Press article #4: L’Hebdo
Thursday, May 20th 2010
215’000 readers per edition
A massive financial portal Cfinancials already lists 6.9 million financial products and plans to offer 9.5 million by the time it opens to the public.
The Cfinancials management team opted for an American style presentation at the company’s launch in Geneva. Its members – Chairman and CEO included – wore identical jackets, bearing the company logo. However, Cfinancials’ adoption of American practices extends beyond its approach to public relations. The company, based in Lutry, has openly declared its intention of becoming the Google of finance. The giant portal already offers an impressive 6.9 million financial products and plans to increase this to 9.5 million by the time the site opens to the public at the end of this year, through its partners SIX Telekurs, Thomson Reuters, Dow Jones and Interactive Data. The database already includes some 490,000 investment funds, 480,000 shares, 10,000 hedge funds, 23,000 funds of funds, 440,000 bonds and 415,000 structured products that will be accessible to everyone at no charge, with just a few clicks of the mouse. Money market products, swaps, IPOs, private equity funds and around a million options will also be available. In 2011, they will be joined by 900,000 CDOs and 900,000 CDS-MBSs: the credit derivatives that gained dubious fame as a result of the subprime crisis.
Ease of use.
Share prices will be updated every day after the closing of the New York stock exchange, and new products will appear on the site at the same time as they come onto the market. However, 20,000 financial products are launched every week in Europe alone. Will it be possible for an uninformed public to handle such a plethora of information? The software developers – in a close collaboration with the HEIG (Vaud School of Engineering and Management) – have worked hard to simplify the user’s task. On the basis of the real-time demonstration given in Geneva, an identification of the best investment fund in a category, and a comparison of its volatility or performance over different periods to those of similar products, can be accomplished quickly and easily. The Lausanne startup seems unlikely to suffer from seeing itself as a small fish:
There is no reason why we shouldn’t do just as good a job as the Americans declares its CEO, Michael Heijmeijer. Provision has been made for five to ten years of investment before the site turns a profit. A ten-year tax agreement has been signed with the Canton of Vaud and Mr. Heijmeijer plans to expand from ten employees to more than 300 over the coming years. Investors in Private Equity, who have a stake in the company, must have appreciated another American practice in the initial composition of the capital structure: the CEO has invested a substantial amount of his own money in the venture.

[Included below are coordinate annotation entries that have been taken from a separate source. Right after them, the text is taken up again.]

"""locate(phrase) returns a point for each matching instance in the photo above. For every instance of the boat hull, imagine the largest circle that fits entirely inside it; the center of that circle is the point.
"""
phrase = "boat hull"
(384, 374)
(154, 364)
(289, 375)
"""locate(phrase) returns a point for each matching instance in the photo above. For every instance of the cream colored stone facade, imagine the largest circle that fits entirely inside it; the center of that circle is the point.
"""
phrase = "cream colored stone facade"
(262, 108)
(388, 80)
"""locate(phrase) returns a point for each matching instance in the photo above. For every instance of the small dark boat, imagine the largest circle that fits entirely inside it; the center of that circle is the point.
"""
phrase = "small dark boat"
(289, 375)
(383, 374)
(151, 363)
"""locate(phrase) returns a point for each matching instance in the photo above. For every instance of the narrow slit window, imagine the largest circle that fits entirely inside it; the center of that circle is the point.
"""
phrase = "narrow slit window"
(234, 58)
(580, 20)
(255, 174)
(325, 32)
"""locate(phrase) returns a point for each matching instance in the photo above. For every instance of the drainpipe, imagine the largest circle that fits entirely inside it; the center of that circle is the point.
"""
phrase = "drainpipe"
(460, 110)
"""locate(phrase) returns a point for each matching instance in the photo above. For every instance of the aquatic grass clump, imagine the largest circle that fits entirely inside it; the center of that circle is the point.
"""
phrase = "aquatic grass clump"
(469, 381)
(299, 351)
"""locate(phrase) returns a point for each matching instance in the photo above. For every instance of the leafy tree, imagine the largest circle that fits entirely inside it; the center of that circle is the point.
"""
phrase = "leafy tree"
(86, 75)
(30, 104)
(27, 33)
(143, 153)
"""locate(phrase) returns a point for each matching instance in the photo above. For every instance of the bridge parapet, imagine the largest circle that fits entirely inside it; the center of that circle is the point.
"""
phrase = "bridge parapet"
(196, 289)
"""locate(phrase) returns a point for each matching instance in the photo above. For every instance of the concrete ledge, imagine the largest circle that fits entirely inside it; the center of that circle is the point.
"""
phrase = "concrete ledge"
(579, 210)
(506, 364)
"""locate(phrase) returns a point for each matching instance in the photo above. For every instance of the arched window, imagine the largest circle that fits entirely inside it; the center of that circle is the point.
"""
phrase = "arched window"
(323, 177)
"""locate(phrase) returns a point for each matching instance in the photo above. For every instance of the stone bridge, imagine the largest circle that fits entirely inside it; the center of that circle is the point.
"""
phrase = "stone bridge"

The strength of information.
The CEO is very aware of the fact that the providing of free information, open to all, will drastically change the value chain of many banks, starting with financial institutions based in Switzerland, his initial target clientele, before moving on to the rest of Europe, the United States and Asia.
Imagine an adviser for a private bank on the phone with a client living in Asia or Latin America. They will both have the same information on the screen in front of them and will be able to decide together on the best investment choices to make. A picture that is likely to unsettle the large numbers of financial advisers who spend most of their time compiling data in preparation for meetings with their clients … Managers will no doubt be more appreciative of a tool that enables them to rely on the real added value offered by their bank:
Finding and keeping customers through good quality service. The business model forecasts that the free platform will generate revenues through advertising, selling customized versions to banks, highlighting offers from private equity funds, etc. All that remains is to convince the public of the virtues of transparency in financial information. And to accustom them to a two-click process: the first to find out about products on Cfinancials, and the second to buy or sell them through their bank’s site.